Kualitas garam yang belum optimal dan proses produksi yang membutuhkan inovasi teknologi harus segera dituntaskan oleh pemerintah.
Kebutuhan garam sebagai konsumsi rumah tangga sebenarnya volumenya sangat kecil bila dibandingkan dengan sebagai bahan baku untuk proses pengolahan dan industri. Apalagi menurut WHO perlunya inovasi produk garam yang bermutu sehingga bisa menekan resiko penyakit darah tinggi.Â
WHO merekomendasikan rata-rata pemakaian garam bermutu untuk setiap orang sehari-harinya sebesar 5 gram. Selama ini produk garam diserap oleh industri, terutama untuk jenis industri yang membutuhkan banyak klor dan soda.
Menurut data statistik, penggunaan garam untuk industri secara nasional mencapai lebih dari 3 juta ton per-tahun. Sedangkan untuk konsumsi dapur hanya menyerap sekitar 0,7 juta ton per-tahun.

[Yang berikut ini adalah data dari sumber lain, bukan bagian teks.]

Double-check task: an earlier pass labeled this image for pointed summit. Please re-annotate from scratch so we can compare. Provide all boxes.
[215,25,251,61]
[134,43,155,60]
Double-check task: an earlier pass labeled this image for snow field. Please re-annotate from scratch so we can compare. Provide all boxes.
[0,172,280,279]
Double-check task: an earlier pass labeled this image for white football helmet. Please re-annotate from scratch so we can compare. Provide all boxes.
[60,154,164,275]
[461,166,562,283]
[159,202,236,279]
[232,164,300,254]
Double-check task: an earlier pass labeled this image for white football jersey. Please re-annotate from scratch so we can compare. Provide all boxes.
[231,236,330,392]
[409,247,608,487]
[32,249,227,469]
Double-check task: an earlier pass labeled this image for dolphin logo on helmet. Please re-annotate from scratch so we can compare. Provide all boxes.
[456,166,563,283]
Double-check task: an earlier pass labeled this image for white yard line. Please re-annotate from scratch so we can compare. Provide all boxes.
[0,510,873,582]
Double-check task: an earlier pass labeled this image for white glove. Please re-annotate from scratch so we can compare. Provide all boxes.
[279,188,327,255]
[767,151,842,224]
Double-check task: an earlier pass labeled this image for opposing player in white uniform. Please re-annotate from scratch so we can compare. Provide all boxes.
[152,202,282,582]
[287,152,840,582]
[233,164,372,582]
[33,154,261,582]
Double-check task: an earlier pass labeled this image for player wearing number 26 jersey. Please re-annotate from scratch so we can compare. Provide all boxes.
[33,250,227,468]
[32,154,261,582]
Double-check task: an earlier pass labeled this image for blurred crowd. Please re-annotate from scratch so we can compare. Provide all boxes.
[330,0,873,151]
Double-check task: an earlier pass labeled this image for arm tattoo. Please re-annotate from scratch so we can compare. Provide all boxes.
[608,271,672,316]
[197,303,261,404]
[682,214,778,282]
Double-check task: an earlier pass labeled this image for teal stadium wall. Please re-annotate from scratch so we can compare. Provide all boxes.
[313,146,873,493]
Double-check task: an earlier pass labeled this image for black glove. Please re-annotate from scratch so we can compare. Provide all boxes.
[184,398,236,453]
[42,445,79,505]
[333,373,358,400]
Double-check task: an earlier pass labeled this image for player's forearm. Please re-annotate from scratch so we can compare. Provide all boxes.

Konsumsi garam nasional idealnya berasal dari garam rakyat yang kemudian diproses lebih lanjut menjadi garam briket untuk bahan pengawet dan keperluan industri, garam halus untuk garam meja atau dapur dan sangat halus untuk bahan baku hujan buatan.
Teknologi industri garam di Indonesia dibandingkan dengan negara lain seperti Australia atau India kondisinya masih tertinggal. Kita belum mampu melakukan proses produksi garam secara optimal.
Padahal sudah ada Badan Riset dan Inovasi Nasional (BRIN) yang memiliki ribuan peneliti. Kenapa BRIN belum peduli terhadap masalah pergaraman rakyat? [SRIM]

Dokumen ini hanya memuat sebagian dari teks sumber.